Alors que la transformation durable de nos sociétés et de nos économies subit une contestation de plus en plus « vocale », il est important de comprendre les obstacles sociaux, psychologiques et politiques qui freinent le changement des mentalités et conduisent à l’inaction écologique. C’est ce à quoi s’est attelé le nouvel Observatoire des Opinions écologiques (Obope) qui vient de livrer son étude sur les freins des Français concernant la transition écologique réalisée par Cluster 17. Le point, en infographie.
« On parle beaucoup d’écologie mais on ne fait rien…ou si peu. Nous avions envie de comprendre les raisons de l’écart entre l’impression d’une conscience généralisée de l’urgence écologique et sa traduction marginale dans la réalité politique et sociale. Connaître les arguments et leur sociologie permet en effet d’améliorer la capacité à mobiliser », souligne Edouard Virna, l’un des jeunes co-fondateurs de l’Observatoire des Opinions Ecologiques (Obope). Pour ce faire, celui-ci s’est associé à Cluster 17, un laboratoire d’études de l’opinion qui travaille selon une méthode particulière de segmentation des sociétés en clusters, en réunissant les individus selon leur système de valeurs, de niveau de vie, de pensée politique et d’attitude.

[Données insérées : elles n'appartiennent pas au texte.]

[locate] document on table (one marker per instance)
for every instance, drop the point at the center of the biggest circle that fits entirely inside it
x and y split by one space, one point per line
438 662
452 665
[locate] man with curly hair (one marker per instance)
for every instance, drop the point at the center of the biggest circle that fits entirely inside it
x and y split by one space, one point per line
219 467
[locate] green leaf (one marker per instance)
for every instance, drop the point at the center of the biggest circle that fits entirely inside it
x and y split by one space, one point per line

De cette étude (voir méthodologie plus bas), il en ressort une variété de raisons justifiant l’inaction écologique : du déni climatique aux contraintes économiques en passant par le désespoir ou au contraire un surcroît d’optimisme. Dans beaucoup de cas, ces arguments ne sont pas forcément majoritaires dans l’opinion. On voit par exemple que 66% des Français pensent que des mesures contraignantes sont en réalité nécessaires face à l’urgence écologique. Mais pour être acceptées, celles-ci doivent être « justes » : 55% des sondés ne veulent pas s’engager pour l’environnement tant que les « premiers responsables » (non nommés) n’y mettent pas du leur.
Fatalisme écologique
Cependant, prises ensemble, ces différentes oppositions nuisent à l’action, d’autant plus qu’elles peuvent être très « vocales » et portées par des populations influentes. Leurs arguments sont d’autant plus compliqués à démonter que « s’ils peuvent s’appuyer sur des considérations pratiques et matérielles » non abordées dans le rapport, « ils sont également motivés par des perspectives psychologiques et sociales et sont de l’ordre de la conviction intime et/ou de la fausse excuse », estime Edouard Virna.

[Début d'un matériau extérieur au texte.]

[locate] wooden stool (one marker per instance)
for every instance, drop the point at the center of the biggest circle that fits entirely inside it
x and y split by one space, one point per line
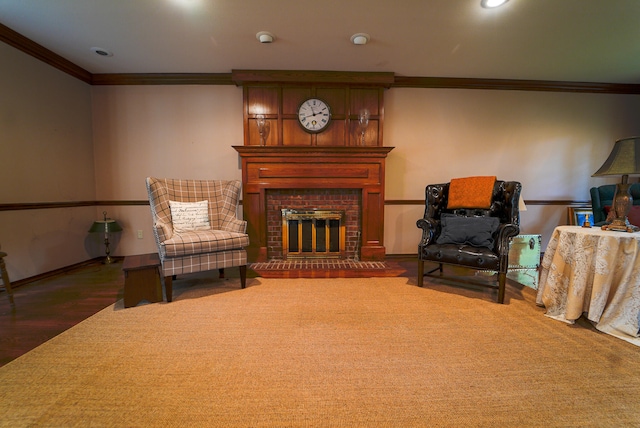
142 279
5 277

C’est notamment le cas du « fatalisme » écologique dont la « tentation grandit », un peu partout dans le monde et notamment en France, selon l’édition 2024 du baromètre de la transition écologique réalisé par Elabe pour Veolia. On y voit que 13% des Français interrogés estiment qu’il est trop tard pour limiter le dérèglement climatique et les pollutions (+4 pts par rapport à la moyenne des pays étudiés) et que seuls 32% pensent que l’on peut y arriver (-27 pts).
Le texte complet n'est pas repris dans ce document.